Word2Vec pre-training vector word


In many natural language processing tasks, many words is determined by the expression of their tf-idf score. Even if these scores tell us the relative importance of a word in a text, but they did not tell us the semantics of the word. Word2Vec is a Neural Network Model – In the case of a given no tag corpus, a corpus of word generating a vector capable of expressing semantics.

word2vec is a Google open source tools for word vector calculations, it can be a good measure of similarity between the word and the word;

word2vec modeling refers to the use CBoW Skip-gram model or a different model to calculate a vector of words (word vector)

CBoW a given context to predict the target word, Skip-gram context of a given input word prediction, but eventually will give “word vector matrix W” of the FIG.

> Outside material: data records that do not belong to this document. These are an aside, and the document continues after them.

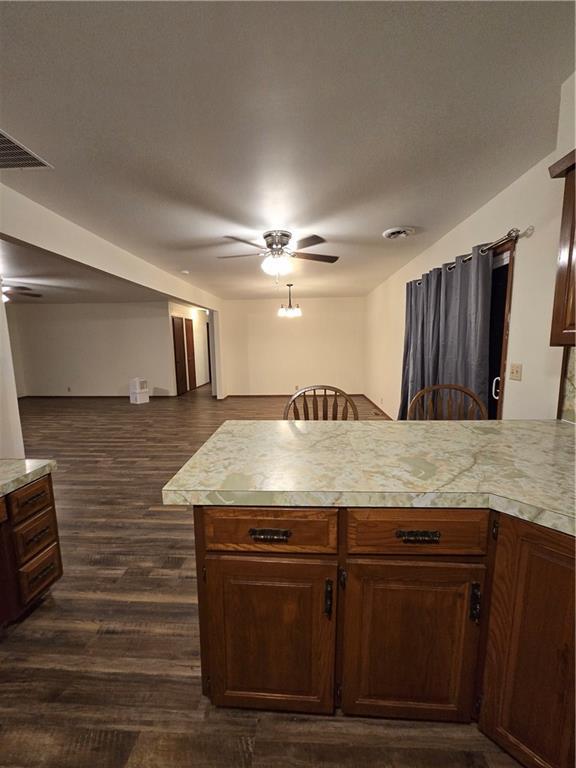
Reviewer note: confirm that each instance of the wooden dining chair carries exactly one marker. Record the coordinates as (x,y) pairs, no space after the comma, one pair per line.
(320,403)
(446,401)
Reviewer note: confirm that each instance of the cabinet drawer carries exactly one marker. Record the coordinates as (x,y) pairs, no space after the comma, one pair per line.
(34,535)
(257,529)
(30,499)
(40,573)
(417,531)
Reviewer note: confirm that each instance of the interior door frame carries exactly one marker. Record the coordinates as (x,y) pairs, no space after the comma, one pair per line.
(177,336)
(510,248)
(190,352)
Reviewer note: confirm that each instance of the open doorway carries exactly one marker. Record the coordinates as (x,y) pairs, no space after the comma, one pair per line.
(192,357)
(500,304)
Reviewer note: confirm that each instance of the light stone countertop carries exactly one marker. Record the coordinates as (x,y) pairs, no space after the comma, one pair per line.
(14,473)
(523,468)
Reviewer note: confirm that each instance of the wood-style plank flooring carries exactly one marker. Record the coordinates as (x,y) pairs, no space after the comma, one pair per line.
(105,673)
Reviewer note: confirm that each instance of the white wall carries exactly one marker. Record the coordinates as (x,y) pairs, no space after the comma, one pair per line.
(11,445)
(199,323)
(269,355)
(31,222)
(91,349)
(533,199)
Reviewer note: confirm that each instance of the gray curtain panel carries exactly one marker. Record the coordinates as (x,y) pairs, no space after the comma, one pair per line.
(448,328)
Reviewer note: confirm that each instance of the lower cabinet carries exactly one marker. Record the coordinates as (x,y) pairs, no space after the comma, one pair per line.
(30,559)
(439,612)
(272,632)
(528,703)
(410,639)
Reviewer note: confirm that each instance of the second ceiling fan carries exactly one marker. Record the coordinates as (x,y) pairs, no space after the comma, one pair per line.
(278,255)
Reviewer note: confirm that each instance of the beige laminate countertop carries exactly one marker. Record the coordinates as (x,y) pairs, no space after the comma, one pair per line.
(523,468)
(14,473)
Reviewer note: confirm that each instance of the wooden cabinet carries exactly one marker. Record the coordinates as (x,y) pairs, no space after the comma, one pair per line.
(404,640)
(410,639)
(563,331)
(271,632)
(528,703)
(30,559)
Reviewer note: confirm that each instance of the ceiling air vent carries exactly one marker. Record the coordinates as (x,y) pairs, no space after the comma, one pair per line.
(14,155)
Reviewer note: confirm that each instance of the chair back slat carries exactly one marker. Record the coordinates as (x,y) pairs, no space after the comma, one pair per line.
(446,401)
(341,407)
(461,404)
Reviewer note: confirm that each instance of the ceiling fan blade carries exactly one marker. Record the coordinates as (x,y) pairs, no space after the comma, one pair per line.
(241,240)
(17,288)
(238,256)
(308,242)
(316,257)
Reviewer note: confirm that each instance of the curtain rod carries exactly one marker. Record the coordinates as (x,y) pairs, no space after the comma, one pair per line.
(512,234)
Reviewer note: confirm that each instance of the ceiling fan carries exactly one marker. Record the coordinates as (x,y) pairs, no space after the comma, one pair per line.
(278,255)
(21,291)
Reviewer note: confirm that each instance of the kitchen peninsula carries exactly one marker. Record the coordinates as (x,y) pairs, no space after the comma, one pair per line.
(421,570)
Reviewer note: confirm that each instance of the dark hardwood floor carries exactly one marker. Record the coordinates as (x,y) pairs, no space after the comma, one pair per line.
(105,672)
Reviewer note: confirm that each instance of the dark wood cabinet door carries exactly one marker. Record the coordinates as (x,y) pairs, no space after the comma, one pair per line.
(563,314)
(528,703)
(410,640)
(179,355)
(272,632)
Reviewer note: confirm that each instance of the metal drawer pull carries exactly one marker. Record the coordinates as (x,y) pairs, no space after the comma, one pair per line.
(277,535)
(44,572)
(34,498)
(419,537)
(328,597)
(38,536)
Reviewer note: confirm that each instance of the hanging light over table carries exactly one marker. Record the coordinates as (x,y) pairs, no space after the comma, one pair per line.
(290,311)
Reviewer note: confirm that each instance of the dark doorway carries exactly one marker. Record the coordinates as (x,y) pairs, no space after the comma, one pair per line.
(179,355)
(209,353)
(499,326)
(190,356)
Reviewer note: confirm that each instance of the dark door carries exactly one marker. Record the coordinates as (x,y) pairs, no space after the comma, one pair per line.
(272,632)
(410,639)
(497,322)
(528,705)
(209,352)
(179,355)
(190,357)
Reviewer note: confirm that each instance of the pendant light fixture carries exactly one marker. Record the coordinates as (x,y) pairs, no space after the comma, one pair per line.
(290,311)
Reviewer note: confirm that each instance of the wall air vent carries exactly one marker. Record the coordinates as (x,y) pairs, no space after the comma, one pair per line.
(14,155)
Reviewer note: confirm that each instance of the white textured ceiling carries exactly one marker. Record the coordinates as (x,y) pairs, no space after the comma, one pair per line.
(63,281)
(170,125)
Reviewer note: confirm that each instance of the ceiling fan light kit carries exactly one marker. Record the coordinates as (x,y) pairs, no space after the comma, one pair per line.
(277,265)
(290,310)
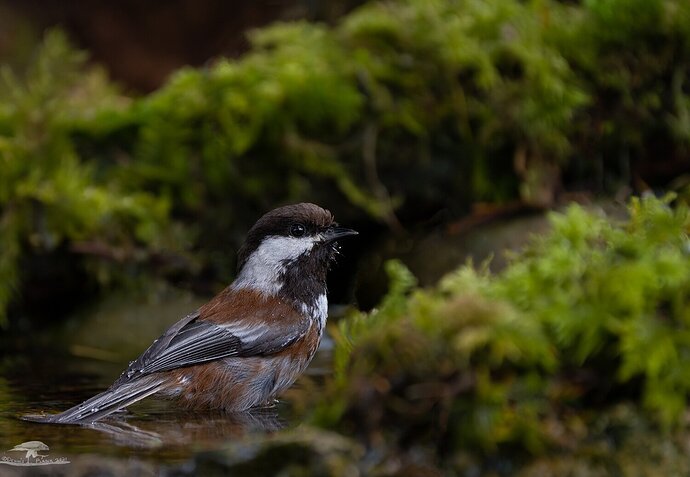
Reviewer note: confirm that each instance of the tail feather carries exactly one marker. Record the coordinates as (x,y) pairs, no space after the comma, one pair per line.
(115,398)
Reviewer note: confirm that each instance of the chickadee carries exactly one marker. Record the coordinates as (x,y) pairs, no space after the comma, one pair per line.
(251,341)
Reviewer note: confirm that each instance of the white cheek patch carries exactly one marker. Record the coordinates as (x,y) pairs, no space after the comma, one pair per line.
(265,265)
(318,310)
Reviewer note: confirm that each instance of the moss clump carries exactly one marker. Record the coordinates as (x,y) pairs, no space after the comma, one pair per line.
(594,313)
(402,109)
(50,193)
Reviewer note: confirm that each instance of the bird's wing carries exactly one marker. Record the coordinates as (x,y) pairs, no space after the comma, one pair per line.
(195,340)
(208,334)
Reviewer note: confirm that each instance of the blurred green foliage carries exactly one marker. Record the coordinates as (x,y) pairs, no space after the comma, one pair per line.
(49,193)
(592,314)
(402,109)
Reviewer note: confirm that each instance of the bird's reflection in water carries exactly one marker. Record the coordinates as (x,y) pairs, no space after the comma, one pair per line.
(184,429)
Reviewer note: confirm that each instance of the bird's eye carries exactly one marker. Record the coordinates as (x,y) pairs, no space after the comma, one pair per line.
(297,230)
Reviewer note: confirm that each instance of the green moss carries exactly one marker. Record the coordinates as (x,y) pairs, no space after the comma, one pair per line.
(401,109)
(589,315)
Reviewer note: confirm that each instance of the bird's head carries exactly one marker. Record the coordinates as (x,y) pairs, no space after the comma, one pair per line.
(288,250)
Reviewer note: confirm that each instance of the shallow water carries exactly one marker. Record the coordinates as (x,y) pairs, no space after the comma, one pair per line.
(150,436)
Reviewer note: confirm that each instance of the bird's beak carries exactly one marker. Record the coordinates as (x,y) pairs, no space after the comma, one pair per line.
(334,233)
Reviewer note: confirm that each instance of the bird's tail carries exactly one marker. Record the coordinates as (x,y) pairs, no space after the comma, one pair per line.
(117,397)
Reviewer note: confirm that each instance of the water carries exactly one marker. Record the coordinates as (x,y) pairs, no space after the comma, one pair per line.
(152,435)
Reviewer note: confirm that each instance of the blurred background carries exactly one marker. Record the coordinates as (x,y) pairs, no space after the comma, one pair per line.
(143,140)
(140,140)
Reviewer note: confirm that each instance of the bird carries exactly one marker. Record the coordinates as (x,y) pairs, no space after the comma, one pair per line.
(248,343)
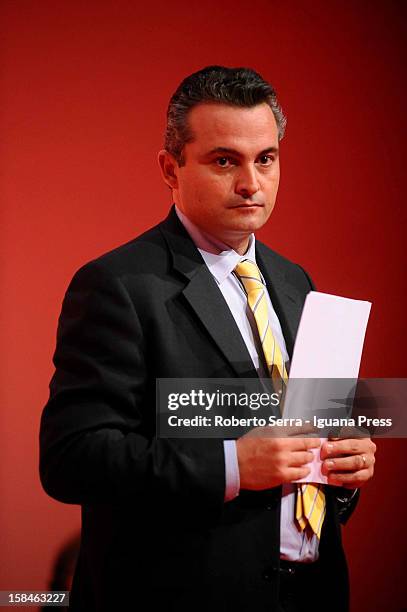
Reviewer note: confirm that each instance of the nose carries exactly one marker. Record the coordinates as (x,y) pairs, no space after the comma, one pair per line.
(247,182)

Statistical Language Model (statistical language models)

Before diving word2vec, first reviewed a fundamental problem in nlp: how to calculate the probability of a text sequence appears in a certain language? (Ngram)

Statistical language model gives a basic framework to address this kind of problem. For a text sequence: its probability can be expressed as:


Upcoming joint probability sequences into the product of a series of conditional probabilities. The question becomes how to predict the probability of a given condition under these previous words:


Because of its huge parameter space, such an original model in practice and there is no use. We are using more simplified version –Ngram model:


The common bigram model (N = 2) and tirgram Model (N = 3). In fact, due to the complexity of the model and prediction accuracy, we rarely consider N> 3 model. We can use the maximum likelihood method to solve the parameters Ngram model – equivalent to the word frequency statistics conditions of each Ngram. To avoid the problem of probability 0 (some never appeared in the training set the probability of fragments would make the whole sequence Ngram 0) appear in the statistics, the further development of the original people of the Ngram model based on a back-off trigram model (with low-level 0 unigram and bigram probability trigram’s place) and interpolated trigram model (expressed as the conditional probability unigram, bigram, trigram three linear function).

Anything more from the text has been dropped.